As of Friday, there are 18 days to the election that is pitting Prime Minister Binyamin Netanyahu against his Blue and White rival, Benny Gantz, and both his party and Netanyahu’s Likud are pulling out all the stops in trying to bring down the other. But the efforts are proving to have little effect; Blue and White continues to lead by several seats, similar to recent polls, shows a new poll by Yisrael Hayom Friday – but the right bloc continues to be the dominant force, making the formation of a coalition by Gantz a challenge he may not be able to overcome.
The new poll has Blue and White coming in with 30 seats, with the Likud getting 26. The third largest party would be Labor – but the list would get only 9 seats in a new Knesset. Behind Labor is the United Right List, which would get 7 seats. Three parties – United Torah Judaism, Meretz, and Moshe Feiglin’s Zehut – would get 6 seats, while Naftali Bennett’s New Right, and the Arab Ta’al-Hadash would get 5 seats. Five parties – Yisrael Beytenu, Shas, Kulanu, Ra’am-Balad, and Orly Levy-Abukasis’s Gesher party – would get 4 seats each.

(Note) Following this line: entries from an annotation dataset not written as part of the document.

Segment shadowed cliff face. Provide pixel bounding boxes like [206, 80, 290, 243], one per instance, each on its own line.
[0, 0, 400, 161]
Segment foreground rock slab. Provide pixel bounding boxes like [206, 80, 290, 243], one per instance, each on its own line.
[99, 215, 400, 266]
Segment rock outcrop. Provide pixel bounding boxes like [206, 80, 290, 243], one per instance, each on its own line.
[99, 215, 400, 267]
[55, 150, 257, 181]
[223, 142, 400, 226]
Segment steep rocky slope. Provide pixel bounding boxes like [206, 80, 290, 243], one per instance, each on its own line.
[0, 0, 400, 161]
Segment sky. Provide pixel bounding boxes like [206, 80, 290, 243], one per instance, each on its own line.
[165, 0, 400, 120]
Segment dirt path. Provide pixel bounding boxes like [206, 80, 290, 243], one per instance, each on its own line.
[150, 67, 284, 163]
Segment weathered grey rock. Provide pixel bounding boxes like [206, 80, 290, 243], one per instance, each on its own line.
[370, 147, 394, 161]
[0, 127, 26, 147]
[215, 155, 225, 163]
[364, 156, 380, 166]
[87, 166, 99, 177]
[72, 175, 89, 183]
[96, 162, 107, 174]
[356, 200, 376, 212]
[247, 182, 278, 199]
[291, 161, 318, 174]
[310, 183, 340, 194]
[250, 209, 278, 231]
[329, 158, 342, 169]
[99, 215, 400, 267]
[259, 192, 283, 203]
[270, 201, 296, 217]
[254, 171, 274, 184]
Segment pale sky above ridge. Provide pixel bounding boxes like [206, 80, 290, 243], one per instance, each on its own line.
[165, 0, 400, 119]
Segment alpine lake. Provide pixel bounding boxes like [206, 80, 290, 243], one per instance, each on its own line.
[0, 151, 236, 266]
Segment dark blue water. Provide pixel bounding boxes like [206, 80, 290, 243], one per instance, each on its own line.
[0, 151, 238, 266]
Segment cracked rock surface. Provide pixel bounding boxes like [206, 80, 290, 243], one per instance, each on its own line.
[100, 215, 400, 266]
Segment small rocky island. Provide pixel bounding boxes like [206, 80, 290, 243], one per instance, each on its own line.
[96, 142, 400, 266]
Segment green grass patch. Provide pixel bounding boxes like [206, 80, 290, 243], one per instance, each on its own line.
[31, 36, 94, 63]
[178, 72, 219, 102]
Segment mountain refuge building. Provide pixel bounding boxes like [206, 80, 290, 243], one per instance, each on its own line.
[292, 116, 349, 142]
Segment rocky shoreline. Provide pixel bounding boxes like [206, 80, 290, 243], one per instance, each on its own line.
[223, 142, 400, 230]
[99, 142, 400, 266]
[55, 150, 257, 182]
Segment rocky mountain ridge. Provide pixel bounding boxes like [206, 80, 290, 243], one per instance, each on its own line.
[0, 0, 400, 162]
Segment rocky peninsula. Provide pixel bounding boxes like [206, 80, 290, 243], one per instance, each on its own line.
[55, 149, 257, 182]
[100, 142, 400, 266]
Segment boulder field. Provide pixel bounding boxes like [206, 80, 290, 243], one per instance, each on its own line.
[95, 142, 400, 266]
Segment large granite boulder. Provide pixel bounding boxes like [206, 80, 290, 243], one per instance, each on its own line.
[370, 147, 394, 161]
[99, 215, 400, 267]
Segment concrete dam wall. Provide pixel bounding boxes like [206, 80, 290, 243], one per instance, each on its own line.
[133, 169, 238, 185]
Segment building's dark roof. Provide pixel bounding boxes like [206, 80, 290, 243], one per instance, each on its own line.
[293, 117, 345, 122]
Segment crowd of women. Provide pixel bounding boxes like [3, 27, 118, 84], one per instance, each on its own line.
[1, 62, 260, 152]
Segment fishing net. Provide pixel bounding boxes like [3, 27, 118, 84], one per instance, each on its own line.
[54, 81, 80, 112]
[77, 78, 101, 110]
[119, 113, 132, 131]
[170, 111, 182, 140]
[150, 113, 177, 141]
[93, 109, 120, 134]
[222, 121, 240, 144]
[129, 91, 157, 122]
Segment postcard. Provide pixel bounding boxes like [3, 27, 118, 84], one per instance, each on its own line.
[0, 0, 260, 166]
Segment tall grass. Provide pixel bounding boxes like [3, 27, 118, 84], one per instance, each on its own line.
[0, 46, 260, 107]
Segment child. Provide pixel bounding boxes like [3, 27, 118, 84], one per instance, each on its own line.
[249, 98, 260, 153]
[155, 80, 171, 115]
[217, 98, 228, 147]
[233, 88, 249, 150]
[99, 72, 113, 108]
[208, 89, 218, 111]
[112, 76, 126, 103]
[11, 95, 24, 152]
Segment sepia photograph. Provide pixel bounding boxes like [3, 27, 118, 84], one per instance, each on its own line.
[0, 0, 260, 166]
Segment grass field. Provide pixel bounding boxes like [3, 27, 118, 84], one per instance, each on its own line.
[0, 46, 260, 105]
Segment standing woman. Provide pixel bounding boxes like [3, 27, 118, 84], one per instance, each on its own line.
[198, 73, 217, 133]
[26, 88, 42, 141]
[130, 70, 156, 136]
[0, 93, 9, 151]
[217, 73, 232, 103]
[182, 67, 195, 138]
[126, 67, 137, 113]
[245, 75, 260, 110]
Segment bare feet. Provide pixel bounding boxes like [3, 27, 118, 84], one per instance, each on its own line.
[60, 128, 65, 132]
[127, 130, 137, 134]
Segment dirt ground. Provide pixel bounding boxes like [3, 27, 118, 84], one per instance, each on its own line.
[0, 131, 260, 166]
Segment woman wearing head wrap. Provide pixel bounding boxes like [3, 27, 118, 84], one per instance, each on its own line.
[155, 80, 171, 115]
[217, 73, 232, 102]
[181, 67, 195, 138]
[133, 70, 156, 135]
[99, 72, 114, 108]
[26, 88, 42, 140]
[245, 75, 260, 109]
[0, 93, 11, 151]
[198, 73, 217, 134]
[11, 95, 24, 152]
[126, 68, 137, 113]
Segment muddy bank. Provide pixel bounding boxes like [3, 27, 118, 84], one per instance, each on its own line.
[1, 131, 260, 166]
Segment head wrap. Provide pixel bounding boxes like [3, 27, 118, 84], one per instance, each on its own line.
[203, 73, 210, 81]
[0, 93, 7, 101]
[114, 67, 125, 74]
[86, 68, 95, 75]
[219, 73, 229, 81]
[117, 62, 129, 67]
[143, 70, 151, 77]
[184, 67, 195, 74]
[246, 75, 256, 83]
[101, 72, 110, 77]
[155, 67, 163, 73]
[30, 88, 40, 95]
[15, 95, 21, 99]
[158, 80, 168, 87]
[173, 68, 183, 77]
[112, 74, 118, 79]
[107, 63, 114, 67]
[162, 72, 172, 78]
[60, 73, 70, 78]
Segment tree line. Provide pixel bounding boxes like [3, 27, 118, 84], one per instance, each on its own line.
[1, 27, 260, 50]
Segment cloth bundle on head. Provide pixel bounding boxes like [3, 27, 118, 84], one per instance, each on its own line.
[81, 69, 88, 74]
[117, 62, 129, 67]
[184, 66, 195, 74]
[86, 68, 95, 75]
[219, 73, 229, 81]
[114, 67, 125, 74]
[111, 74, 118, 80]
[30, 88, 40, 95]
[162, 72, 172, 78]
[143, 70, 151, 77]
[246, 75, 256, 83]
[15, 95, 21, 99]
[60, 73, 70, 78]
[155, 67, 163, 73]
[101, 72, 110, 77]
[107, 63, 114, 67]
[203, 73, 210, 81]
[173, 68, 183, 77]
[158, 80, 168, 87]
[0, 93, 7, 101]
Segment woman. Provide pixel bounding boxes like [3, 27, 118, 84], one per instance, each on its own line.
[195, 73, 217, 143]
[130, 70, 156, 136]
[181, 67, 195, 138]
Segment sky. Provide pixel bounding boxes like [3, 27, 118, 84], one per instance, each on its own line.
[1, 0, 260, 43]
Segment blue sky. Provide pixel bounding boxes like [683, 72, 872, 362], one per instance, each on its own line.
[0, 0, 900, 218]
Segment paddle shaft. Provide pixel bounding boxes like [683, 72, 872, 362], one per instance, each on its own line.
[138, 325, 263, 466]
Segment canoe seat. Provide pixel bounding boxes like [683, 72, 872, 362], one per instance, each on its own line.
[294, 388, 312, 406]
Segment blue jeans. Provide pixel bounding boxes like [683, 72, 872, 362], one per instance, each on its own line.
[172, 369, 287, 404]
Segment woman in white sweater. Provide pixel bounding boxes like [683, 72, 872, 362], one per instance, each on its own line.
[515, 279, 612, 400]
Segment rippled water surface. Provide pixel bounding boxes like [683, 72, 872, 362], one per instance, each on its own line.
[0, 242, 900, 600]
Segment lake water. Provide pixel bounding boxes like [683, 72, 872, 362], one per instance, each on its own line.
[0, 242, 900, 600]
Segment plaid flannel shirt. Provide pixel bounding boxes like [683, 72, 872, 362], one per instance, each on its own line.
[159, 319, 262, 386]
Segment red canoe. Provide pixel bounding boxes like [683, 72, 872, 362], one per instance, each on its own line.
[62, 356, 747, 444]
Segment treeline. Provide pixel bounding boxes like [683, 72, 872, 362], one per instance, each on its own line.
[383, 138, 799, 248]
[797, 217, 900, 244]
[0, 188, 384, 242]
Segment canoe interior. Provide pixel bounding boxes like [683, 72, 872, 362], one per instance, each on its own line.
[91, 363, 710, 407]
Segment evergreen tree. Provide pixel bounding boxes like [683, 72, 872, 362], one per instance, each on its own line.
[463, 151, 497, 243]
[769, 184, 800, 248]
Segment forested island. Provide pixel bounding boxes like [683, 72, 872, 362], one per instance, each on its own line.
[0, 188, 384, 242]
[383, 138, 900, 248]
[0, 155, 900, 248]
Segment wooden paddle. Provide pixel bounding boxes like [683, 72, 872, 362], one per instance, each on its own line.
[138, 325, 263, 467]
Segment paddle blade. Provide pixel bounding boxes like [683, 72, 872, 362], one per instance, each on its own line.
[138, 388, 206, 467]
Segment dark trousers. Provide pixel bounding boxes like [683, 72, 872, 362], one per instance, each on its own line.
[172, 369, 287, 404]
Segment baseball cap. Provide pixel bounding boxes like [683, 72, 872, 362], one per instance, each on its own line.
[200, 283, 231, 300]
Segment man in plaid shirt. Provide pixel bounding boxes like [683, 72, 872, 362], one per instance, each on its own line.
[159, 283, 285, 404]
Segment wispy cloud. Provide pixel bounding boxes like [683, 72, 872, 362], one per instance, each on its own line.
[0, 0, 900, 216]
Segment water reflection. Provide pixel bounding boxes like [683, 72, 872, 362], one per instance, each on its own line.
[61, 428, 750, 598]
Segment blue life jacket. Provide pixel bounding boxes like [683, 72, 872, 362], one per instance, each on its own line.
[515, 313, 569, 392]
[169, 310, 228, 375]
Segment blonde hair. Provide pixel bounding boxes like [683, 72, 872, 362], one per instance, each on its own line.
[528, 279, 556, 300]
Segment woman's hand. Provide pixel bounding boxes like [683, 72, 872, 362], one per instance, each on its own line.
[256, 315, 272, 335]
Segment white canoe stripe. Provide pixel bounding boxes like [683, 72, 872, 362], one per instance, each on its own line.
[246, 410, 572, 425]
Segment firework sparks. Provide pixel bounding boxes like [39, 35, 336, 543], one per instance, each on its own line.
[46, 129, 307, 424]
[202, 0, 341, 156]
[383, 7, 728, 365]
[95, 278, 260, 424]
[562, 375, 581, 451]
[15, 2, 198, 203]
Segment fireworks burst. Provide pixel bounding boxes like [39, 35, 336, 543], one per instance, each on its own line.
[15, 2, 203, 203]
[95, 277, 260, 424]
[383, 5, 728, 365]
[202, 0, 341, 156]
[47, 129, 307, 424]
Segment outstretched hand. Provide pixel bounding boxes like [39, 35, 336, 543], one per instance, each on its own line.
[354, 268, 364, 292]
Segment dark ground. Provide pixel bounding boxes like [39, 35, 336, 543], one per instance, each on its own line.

Depending on which coalition she would decide to join, Netanyahu could put together a coalition of either 62 or 66 seats. To form a government, Gantz – assuming he would not rely on the Arab parties to form a government, as he announced, and as that Arab parties have stated they would not support anyway – he would have to include Gesher, as well as the Chareidi parties in his coalition – and the latter have stated repeatedly that they will not join a government in which Yair Lapid is a top member.
Over the past week, the Likud has trumpeted the security risks involved with the hacking of Gantz’s cellphone by Iranian hackers. Last week, Netanyahu said that if “Gantz can’t protect his cellphone, can we expect him to be able to defend the country?” In response, Blue and White has been playing up new allegations in Case 3000, in which Netanyahu is accused of profiting from the sale of submarines by Germany to Israel. Both sides have dismissed the opposite’s claims as “nonsense.”